Create forums for non-academic and #alt-ac professionals to talk about their work. Too many students are taught that the tenure-track equates to “the life of the mind.” They need to realize that meaningful and rewarding work can, and often does, happen outside of academia. Get professionals who have learned how to apply their research to their current non-academic job to give talks. The #alt-academy collection recently published by MediaCommons and Marc Bousquet’s How the University Works should be required reading for any class introducing students to graduate school in the humanities.
Create committees where students, professors and administrators can brainstorm on ways to change the archaic infrastructure of graduate education. How, for example, can administrators show support for #alt-ac initiatives in departments and find a space for such professionals on college campuses? How should tenure and promotion change to reflect the current economic realities of higher education? These kinds of conversations need to be happening – the sooner the better.
And, on a related note, stop relying on adjunct labor and start hiring more non-tenured lecturers who actually have benefits. Adjunct labor might be cheap in the short-run, but it is clearly not sustainable in the long-term. It also gives no incentive for workers to care about either the campus they work at or the surrounding community. Replacing adjunct labor with non-tenured lecturers can both help retention rates and enrich the campus.

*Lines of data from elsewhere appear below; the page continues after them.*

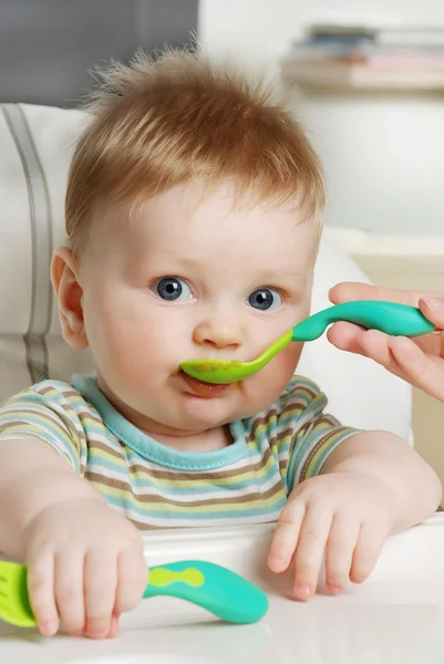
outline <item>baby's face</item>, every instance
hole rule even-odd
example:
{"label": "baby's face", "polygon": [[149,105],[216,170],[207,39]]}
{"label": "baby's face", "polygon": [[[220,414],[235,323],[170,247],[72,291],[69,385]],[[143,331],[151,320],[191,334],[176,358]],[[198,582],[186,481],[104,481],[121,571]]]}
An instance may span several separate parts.
{"label": "baby's face", "polygon": [[228,187],[151,199],[99,224],[85,256],[83,313],[99,384],[154,436],[189,435],[252,415],[283,391],[301,345],[244,382],[209,386],[185,360],[250,361],[309,312],[314,230],[295,207],[234,206]]}

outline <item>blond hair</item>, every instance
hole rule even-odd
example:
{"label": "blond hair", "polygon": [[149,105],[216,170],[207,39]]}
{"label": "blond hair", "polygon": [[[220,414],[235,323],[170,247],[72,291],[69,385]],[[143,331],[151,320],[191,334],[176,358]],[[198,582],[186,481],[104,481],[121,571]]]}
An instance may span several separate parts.
{"label": "blond hair", "polygon": [[196,177],[231,181],[261,200],[297,197],[306,218],[319,221],[320,163],[276,86],[180,51],[156,61],[138,53],[99,80],[68,181],[66,231],[78,255],[97,211]]}

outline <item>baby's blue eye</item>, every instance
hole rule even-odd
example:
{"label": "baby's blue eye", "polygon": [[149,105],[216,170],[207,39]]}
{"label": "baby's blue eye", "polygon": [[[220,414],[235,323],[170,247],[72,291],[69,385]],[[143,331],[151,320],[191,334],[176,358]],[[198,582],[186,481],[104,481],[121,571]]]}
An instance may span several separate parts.
{"label": "baby's blue eye", "polygon": [[173,302],[174,300],[189,300],[192,297],[188,284],[183,281],[183,279],[178,279],[178,277],[165,277],[164,279],[159,279],[155,288],[159,298],[168,300],[169,302]]}
{"label": "baby's blue eye", "polygon": [[258,288],[248,295],[248,303],[254,309],[259,311],[268,311],[269,309],[279,309],[282,304],[282,300],[278,291],[272,288]]}

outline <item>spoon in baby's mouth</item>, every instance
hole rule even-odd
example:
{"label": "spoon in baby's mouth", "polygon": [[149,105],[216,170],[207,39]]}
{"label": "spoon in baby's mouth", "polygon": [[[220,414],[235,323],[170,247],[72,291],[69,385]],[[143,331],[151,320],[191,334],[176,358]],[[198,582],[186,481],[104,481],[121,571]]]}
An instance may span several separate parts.
{"label": "spoon in baby's mouth", "polygon": [[434,330],[434,324],[415,307],[379,300],[357,300],[335,304],[310,315],[288,330],[251,362],[187,360],[179,369],[204,383],[237,383],[257,373],[292,341],[314,341],[337,321],[357,323],[368,330],[380,330],[393,336],[420,336]]}

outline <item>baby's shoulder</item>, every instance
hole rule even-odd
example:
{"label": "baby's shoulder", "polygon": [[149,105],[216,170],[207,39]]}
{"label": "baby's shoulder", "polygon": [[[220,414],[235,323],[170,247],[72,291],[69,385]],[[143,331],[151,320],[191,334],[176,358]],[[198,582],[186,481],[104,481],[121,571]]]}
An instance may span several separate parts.
{"label": "baby's shoulder", "polygon": [[19,403],[40,403],[41,405],[64,403],[74,407],[76,404],[84,404],[85,400],[71,383],[45,380],[10,396],[3,405]]}

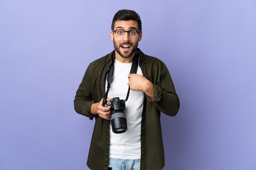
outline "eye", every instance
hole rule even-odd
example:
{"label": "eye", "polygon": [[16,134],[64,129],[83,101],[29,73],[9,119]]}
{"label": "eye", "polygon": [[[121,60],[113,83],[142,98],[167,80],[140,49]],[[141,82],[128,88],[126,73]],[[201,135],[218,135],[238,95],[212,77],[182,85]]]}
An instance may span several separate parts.
{"label": "eye", "polygon": [[129,34],[131,35],[135,35],[136,33],[136,31],[134,30],[131,30],[129,32]]}
{"label": "eye", "polygon": [[121,35],[124,33],[124,31],[122,30],[117,30],[117,33],[119,35]]}

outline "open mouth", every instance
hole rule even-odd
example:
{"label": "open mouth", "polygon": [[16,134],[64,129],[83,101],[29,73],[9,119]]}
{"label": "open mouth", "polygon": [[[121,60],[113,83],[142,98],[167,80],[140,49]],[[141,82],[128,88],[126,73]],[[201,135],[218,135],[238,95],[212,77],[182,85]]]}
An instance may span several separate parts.
{"label": "open mouth", "polygon": [[125,45],[124,46],[121,46],[121,47],[122,47],[122,48],[124,49],[128,50],[130,47],[130,45]]}

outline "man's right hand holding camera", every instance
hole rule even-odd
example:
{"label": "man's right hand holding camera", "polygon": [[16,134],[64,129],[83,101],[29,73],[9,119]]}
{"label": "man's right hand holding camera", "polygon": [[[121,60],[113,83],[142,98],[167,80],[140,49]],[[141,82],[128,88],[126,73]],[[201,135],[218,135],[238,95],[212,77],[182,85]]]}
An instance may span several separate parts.
{"label": "man's right hand holding camera", "polygon": [[[107,98],[107,101],[112,100],[111,98]],[[94,115],[97,114],[103,119],[110,120],[111,117],[111,111],[110,106],[105,107],[102,105],[103,98],[97,103],[93,103],[91,106],[91,114]]]}

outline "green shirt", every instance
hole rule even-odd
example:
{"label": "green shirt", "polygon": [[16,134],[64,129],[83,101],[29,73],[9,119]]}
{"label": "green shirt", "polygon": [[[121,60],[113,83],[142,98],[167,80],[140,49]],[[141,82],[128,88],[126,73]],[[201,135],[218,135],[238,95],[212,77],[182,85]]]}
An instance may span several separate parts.
{"label": "green shirt", "polygon": [[[161,170],[164,166],[164,154],[160,122],[160,112],[174,116],[180,107],[171,76],[160,60],[144,54],[139,48],[139,65],[143,76],[153,84],[154,98],[145,95],[141,120],[141,170]],[[80,85],[74,100],[79,113],[95,124],[87,160],[92,170],[107,170],[110,148],[110,120],[90,113],[94,102],[105,95],[107,72],[112,63],[113,52],[90,63]]]}

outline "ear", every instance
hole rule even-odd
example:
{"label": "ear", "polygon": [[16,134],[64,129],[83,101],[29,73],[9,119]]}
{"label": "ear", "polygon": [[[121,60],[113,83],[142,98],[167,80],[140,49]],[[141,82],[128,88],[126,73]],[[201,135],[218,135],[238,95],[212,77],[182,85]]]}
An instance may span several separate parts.
{"label": "ear", "polygon": [[113,37],[114,35],[114,32],[112,30],[110,31],[110,35],[111,36],[111,39],[112,41],[114,41],[114,37]]}
{"label": "ear", "polygon": [[139,33],[139,41],[140,41],[140,40],[141,40],[141,38],[142,38],[142,31],[141,31]]}

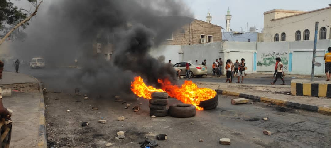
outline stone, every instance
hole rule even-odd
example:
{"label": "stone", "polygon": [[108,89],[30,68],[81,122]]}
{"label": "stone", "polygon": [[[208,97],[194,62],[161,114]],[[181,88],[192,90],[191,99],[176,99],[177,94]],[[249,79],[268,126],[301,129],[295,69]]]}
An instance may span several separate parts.
{"label": "stone", "polygon": [[106,144],[106,146],[107,146],[107,147],[109,146],[113,146],[113,145],[114,145],[113,144],[113,143],[112,143],[110,142],[107,143]]}
{"label": "stone", "polygon": [[229,138],[222,138],[219,139],[219,143],[230,145],[231,144],[231,141]]}
{"label": "stone", "polygon": [[106,123],[107,122],[107,120],[99,120],[98,121],[98,122],[100,123]]}
{"label": "stone", "polygon": [[263,133],[270,136],[271,135],[271,132],[266,130],[263,131]]}
{"label": "stone", "polygon": [[249,101],[249,100],[245,98],[233,99],[231,100],[231,104],[243,104],[248,103]]}
{"label": "stone", "polygon": [[121,116],[117,117],[117,120],[119,121],[122,121],[125,119],[125,117],[124,116]]}

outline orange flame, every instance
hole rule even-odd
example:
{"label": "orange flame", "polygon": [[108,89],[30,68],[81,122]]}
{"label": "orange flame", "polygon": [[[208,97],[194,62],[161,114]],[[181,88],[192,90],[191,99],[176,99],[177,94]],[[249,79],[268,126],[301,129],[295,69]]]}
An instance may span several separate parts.
{"label": "orange flame", "polygon": [[154,92],[166,92],[161,89],[157,89],[151,86],[147,86],[140,76],[134,77],[134,81],[131,82],[131,90],[140,97],[152,99],[152,93]]}
{"label": "orange flame", "polygon": [[138,96],[150,99],[152,92],[166,92],[170,97],[183,103],[193,105],[199,110],[203,109],[203,108],[198,106],[200,102],[209,100],[216,95],[216,92],[214,91],[209,88],[199,88],[192,81],[185,81],[180,87],[172,85],[167,79],[164,80],[159,79],[158,82],[161,85],[161,90],[147,86],[140,76],[135,77],[134,80],[131,83],[131,90]]}

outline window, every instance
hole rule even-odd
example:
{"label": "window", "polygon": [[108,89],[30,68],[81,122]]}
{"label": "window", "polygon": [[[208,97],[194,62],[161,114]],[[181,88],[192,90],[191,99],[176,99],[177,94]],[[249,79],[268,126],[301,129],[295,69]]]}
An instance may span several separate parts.
{"label": "window", "polygon": [[319,39],[325,40],[326,39],[326,28],[323,27],[319,30]]}
{"label": "window", "polygon": [[280,41],[285,41],[285,37],[286,37],[286,35],[285,34],[285,32],[283,32],[282,33],[280,37]]}
{"label": "window", "polygon": [[304,31],[304,40],[309,40],[309,30],[306,29]]}
{"label": "window", "polygon": [[208,36],[208,42],[213,42],[213,36]]}
{"label": "window", "polygon": [[173,40],[173,33],[171,33],[171,34],[169,36],[167,37],[166,40]]}
{"label": "window", "polygon": [[275,35],[275,41],[278,41],[279,40],[279,36],[278,33],[276,33]]}
{"label": "window", "polygon": [[300,41],[301,40],[301,32],[298,30],[295,32],[295,40]]}

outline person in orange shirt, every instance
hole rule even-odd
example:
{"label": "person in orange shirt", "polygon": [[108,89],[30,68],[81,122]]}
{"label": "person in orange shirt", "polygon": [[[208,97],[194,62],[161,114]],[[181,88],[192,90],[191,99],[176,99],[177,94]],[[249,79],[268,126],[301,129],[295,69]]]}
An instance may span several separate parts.
{"label": "person in orange shirt", "polygon": [[325,74],[326,80],[329,81],[331,77],[331,47],[328,48],[328,53],[324,55],[324,60],[325,60]]}

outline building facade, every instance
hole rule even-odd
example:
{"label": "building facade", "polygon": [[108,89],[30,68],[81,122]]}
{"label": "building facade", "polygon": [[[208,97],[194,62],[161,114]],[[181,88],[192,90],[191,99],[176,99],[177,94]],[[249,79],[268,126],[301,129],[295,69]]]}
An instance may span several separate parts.
{"label": "building facade", "polygon": [[173,32],[164,44],[186,45],[221,42],[221,29],[220,26],[193,19],[190,23]]}
{"label": "building facade", "polygon": [[275,9],[263,15],[264,42],[313,41],[316,21],[317,39],[331,39],[331,6],[308,12]]}

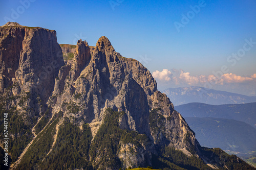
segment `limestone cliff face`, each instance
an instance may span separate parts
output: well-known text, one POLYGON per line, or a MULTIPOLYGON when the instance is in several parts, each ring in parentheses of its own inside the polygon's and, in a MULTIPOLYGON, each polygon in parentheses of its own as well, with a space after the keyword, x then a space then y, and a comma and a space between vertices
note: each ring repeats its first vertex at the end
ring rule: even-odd
MULTIPOLYGON (((120 141, 116 155, 123 167, 151 165, 152 153, 157 154, 163 145, 200 155, 195 133, 166 95, 157 90, 150 72, 116 52, 106 37, 99 38, 95 47, 81 40, 72 50, 62 45, 63 54, 73 55, 65 62, 54 31, 15 23, 0 31, 1 97, 12 99, 1 104, 23 115, 33 133, 12 167, 29 157, 26 152, 36 144, 33 141, 52 126, 56 128, 50 133, 52 149, 41 155, 50 154, 59 126, 67 119, 79 127, 88 124, 93 143, 110 108, 124 113, 118 118, 119 127, 148 139, 137 145, 120 141)), ((90 154, 94 159, 90 161, 98 167, 101 155, 90 154)))
POLYGON ((53 82, 64 65, 56 32, 8 22, 0 27, 0 91, 15 98, 12 104, 30 115, 29 119, 36 117, 47 108, 53 82))

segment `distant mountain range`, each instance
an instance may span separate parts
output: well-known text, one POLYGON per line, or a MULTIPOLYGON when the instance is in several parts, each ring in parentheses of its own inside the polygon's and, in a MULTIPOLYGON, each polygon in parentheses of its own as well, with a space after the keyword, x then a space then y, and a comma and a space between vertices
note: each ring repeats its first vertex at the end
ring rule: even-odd
POLYGON ((256 128, 256 103, 211 105, 191 103, 175 107, 183 117, 222 118, 240 120, 256 128))
POLYGON ((185 117, 203 147, 247 153, 256 150, 256 129, 241 121, 212 117, 185 117))
POLYGON ((169 88, 162 92, 167 95, 174 106, 192 102, 214 105, 256 102, 256 96, 249 96, 196 86, 169 88))

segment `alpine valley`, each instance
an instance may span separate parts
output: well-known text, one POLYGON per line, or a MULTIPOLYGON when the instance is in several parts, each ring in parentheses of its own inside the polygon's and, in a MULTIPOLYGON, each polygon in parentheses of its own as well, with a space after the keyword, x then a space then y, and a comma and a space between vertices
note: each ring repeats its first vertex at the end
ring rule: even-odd
POLYGON ((105 37, 59 44, 55 31, 9 22, 0 56, 1 169, 255 169, 201 147, 150 71, 105 37))

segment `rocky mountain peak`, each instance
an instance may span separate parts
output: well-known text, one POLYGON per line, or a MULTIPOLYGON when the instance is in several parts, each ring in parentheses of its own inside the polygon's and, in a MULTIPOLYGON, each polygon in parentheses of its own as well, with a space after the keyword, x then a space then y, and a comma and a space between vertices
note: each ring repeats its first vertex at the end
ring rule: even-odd
POLYGON ((90 47, 85 40, 83 41, 80 39, 77 41, 74 60, 74 63, 78 67, 79 71, 90 62, 91 60, 90 47))
POLYGON ((97 42, 96 48, 99 51, 104 51, 106 53, 112 53, 115 51, 110 41, 105 36, 100 37, 97 42))
POLYGON ((6 26, 9 26, 9 27, 24 27, 21 25, 20 25, 17 22, 8 22, 6 24, 5 24, 4 26, 2 27, 6 27, 6 26))
POLYGON ((95 47, 80 39, 61 48, 54 31, 7 26, 0 27, 0 111, 13 117, 11 168, 146 166, 153 154, 165 155, 164 146, 201 156, 195 133, 150 71, 106 37, 95 47), (69 160, 65 153, 78 157, 69 160), (69 164, 50 167, 49 160, 69 164))

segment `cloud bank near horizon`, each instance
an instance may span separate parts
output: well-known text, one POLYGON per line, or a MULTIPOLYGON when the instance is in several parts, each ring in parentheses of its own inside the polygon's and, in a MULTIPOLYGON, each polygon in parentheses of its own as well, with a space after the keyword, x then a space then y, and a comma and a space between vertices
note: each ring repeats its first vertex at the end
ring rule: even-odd
POLYGON ((152 76, 163 89, 169 87, 201 86, 247 95, 256 95, 256 74, 247 76, 233 73, 214 72, 209 75, 191 75, 183 69, 156 70, 152 76))

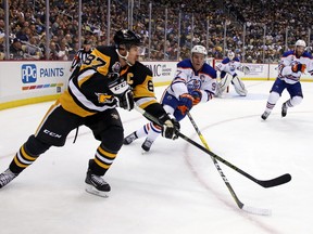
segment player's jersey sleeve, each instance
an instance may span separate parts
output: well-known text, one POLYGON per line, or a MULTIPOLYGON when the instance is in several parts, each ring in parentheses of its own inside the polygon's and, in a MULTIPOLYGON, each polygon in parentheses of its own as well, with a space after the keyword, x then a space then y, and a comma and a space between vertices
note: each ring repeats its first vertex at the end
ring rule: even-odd
POLYGON ((205 103, 213 99, 216 92, 217 80, 216 70, 209 64, 204 64, 202 70, 199 73, 200 91, 202 93, 201 103, 205 103))

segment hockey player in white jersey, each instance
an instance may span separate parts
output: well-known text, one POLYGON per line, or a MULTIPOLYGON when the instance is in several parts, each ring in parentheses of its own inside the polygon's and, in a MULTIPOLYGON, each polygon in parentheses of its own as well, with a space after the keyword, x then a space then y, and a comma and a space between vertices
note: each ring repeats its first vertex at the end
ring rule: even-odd
MULTIPOLYGON (((204 63, 206 49, 202 46, 195 46, 191 49, 191 57, 177 64, 177 70, 172 83, 165 89, 161 103, 170 115, 174 115, 180 121, 192 106, 198 103, 205 103, 213 99, 217 82, 216 70, 204 63)), ((148 122, 137 131, 124 139, 128 145, 136 139, 146 136, 141 147, 148 152, 160 135, 160 127, 148 122)))
POLYGON ((289 107, 299 105, 302 102, 303 94, 300 77, 305 69, 313 76, 312 56, 309 52, 304 51, 305 47, 305 41, 297 40, 295 50, 283 54, 278 65, 278 76, 270 91, 266 108, 261 116, 262 119, 267 119, 285 89, 290 94, 290 99, 284 102, 281 106, 281 117, 287 115, 289 107))
POLYGON ((230 82, 239 95, 247 95, 248 91, 236 70, 245 72, 246 74, 249 73, 249 68, 247 66, 241 66, 240 60, 235 56, 233 51, 228 51, 227 57, 216 66, 216 69, 221 72, 221 81, 218 82, 216 96, 222 98, 230 82))

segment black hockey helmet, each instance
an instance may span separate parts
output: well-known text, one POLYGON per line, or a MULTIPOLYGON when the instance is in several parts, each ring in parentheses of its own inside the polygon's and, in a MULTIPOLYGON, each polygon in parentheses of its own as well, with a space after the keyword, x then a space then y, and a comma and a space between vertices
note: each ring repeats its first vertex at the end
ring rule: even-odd
POLYGON ((129 49, 130 46, 141 44, 141 37, 128 29, 117 30, 113 39, 116 49, 120 49, 121 44, 125 44, 127 49, 129 49))

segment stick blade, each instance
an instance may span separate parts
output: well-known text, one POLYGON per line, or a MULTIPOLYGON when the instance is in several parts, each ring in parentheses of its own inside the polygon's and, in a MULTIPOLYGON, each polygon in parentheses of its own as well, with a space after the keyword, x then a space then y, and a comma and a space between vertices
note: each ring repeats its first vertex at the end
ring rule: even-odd
POLYGON ((285 173, 278 178, 266 180, 266 181, 260 181, 260 184, 263 187, 272 187, 272 186, 278 186, 280 184, 288 183, 291 180, 291 174, 285 173))
POLYGON ((256 208, 256 207, 250 207, 243 205, 241 208, 246 212, 252 213, 252 214, 258 214, 258 216, 272 216, 272 210, 271 209, 263 209, 263 208, 256 208))

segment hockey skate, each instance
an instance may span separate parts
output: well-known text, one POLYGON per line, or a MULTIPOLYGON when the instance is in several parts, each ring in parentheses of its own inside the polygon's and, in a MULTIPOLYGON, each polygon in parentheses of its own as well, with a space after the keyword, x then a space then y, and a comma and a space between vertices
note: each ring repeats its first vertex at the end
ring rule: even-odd
POLYGON ((100 176, 93 174, 90 169, 87 171, 85 183, 87 184, 87 193, 105 198, 109 197, 108 193, 111 191, 110 185, 100 176))
POLYGON ((2 172, 0 174, 0 188, 10 183, 15 177, 17 177, 17 174, 13 173, 10 169, 2 172))
POLYGON ((281 117, 285 117, 287 115, 287 104, 286 102, 281 106, 281 117))
POLYGON ((137 138, 136 132, 133 132, 132 134, 127 135, 124 141, 123 144, 128 145, 132 144, 137 138))
MULTIPOLYGON (((151 145, 152 145, 153 141, 151 141, 150 139, 146 139, 145 142, 142 143, 141 145, 141 148, 145 151, 145 152, 149 152, 150 148, 151 148, 151 145)), ((143 152, 143 153, 145 153, 143 152)))
POLYGON ((267 119, 267 117, 270 116, 270 112, 264 112, 263 114, 262 114, 262 116, 261 116, 261 118, 263 119, 263 120, 266 120, 267 119))

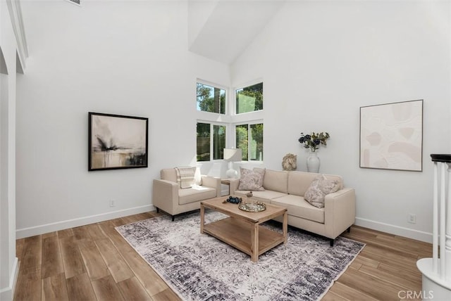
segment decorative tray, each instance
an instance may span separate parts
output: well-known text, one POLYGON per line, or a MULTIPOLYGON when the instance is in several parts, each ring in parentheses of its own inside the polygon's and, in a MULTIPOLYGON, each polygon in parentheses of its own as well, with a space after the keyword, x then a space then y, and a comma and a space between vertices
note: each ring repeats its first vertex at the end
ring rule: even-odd
POLYGON ((266 205, 261 203, 244 203, 238 205, 238 208, 248 212, 259 212, 266 210, 266 205))

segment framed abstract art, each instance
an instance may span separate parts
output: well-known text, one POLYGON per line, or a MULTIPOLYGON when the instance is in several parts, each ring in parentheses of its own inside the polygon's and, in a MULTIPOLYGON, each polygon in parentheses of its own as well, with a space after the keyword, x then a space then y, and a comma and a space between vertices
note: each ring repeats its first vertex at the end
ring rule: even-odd
POLYGON ((360 167, 422 171, 423 100, 360 108, 360 167))
POLYGON ((147 167, 149 119, 89 112, 88 170, 147 167))

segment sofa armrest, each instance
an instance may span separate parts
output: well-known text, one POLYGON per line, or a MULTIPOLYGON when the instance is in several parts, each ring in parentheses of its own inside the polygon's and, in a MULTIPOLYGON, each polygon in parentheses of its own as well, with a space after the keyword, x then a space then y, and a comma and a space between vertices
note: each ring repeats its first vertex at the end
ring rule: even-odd
POLYGON ((355 222, 355 190, 344 188, 324 198, 326 236, 335 238, 355 222))
POLYGON ((202 176, 202 186, 216 189, 216 196, 221 196, 221 179, 211 176, 202 176))
POLYGON ((230 179, 230 184, 229 185, 229 193, 230 196, 235 195, 235 191, 238 190, 240 186, 240 179, 230 179))
POLYGON ((152 204, 171 214, 174 214, 178 205, 178 184, 159 179, 154 179, 152 204))

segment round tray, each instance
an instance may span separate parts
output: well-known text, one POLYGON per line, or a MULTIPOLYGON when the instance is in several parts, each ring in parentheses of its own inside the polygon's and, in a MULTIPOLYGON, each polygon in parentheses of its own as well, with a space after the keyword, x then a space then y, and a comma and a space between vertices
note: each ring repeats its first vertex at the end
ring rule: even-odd
POLYGON ((247 212, 259 212, 266 210, 266 205, 265 204, 260 204, 256 203, 245 203, 240 204, 238 208, 240 210, 246 211, 247 212))

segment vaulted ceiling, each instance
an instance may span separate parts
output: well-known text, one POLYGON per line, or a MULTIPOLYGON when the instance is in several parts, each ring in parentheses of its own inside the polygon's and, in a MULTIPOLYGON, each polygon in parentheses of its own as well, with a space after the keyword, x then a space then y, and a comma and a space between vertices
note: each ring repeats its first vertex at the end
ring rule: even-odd
POLYGON ((190 0, 189 49, 230 64, 284 3, 285 0, 190 0))

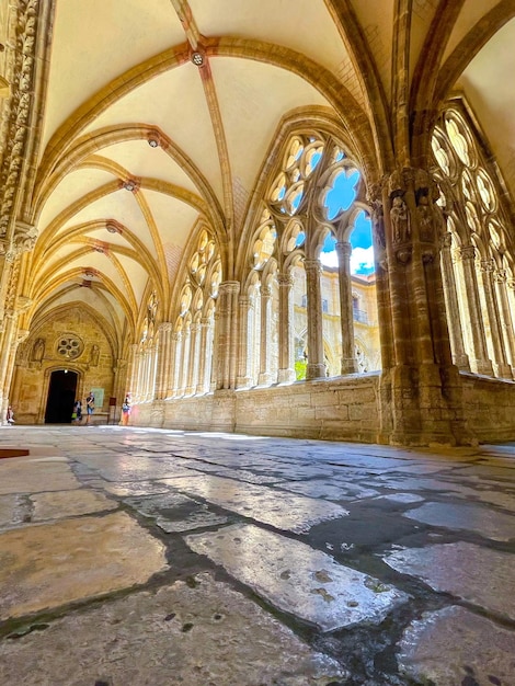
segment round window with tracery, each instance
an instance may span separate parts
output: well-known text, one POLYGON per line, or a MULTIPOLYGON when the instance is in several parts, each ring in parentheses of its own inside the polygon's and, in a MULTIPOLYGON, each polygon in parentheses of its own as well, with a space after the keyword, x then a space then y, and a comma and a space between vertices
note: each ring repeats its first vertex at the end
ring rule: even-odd
POLYGON ((75 359, 83 350, 80 339, 73 335, 64 335, 57 341, 57 354, 66 359, 75 359))

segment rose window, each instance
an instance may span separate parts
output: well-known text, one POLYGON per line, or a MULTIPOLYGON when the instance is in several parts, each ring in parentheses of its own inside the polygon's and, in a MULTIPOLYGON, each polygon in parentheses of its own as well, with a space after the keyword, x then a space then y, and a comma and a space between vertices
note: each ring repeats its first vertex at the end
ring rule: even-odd
POLYGON ((62 336, 57 343, 57 354, 59 357, 75 359, 82 352, 82 342, 77 336, 62 336))

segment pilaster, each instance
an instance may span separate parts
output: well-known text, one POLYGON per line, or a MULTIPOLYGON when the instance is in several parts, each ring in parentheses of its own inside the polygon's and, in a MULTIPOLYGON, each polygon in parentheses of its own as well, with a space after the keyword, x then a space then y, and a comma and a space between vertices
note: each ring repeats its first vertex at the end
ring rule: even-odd
POLYGON ((320 260, 305 260, 306 288, 308 300, 308 366, 306 378, 319 379, 325 376, 323 356, 323 320, 320 260))
MULTIPOLYGON (((439 260, 444 222, 437 197, 425 170, 404 168, 384 180, 381 268, 388 273, 392 364, 384 366, 381 402, 390 403, 393 444, 472 441, 451 358, 439 260)), ((387 344, 387 354, 389 350, 387 344)))
POLYGON ((340 287, 340 325, 342 331, 342 374, 354 374, 357 371, 357 361, 354 354, 351 253, 351 243, 346 241, 339 241, 336 243, 340 287))
POLYGON ((279 369, 277 381, 295 381, 294 363, 294 277, 291 274, 277 274, 279 285, 279 369))

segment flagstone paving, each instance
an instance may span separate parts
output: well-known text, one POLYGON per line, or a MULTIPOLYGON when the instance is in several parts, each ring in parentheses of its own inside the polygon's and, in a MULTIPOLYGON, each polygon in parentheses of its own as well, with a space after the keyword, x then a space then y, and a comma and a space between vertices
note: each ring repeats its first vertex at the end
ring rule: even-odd
POLYGON ((2 439, 1 686, 515 684, 515 444, 2 439))

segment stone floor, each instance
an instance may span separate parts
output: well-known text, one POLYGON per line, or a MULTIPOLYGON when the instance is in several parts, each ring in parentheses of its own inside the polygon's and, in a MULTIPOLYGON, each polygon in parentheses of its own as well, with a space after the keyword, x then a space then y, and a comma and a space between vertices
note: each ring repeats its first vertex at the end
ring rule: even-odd
POLYGON ((0 443, 1 686, 515 684, 515 444, 0 443))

Clearly there is a lot of energy out there for humanistic inquiry: the soaring number of students who apply for graduate school is evidence of this energy. Instead of lamenting the changes that are occurring in the academy, let’s start talking about how to channel that energy in a more beneficial direction. Telling students that they are stupid for wanting to go to graduate school is not the answer. For these students aren’t stupid about wanting to study Nietzsche, factory work in the nineteenth century, or the culture of video games. Advisors and administrators are being stupid for not making their graduates hirable.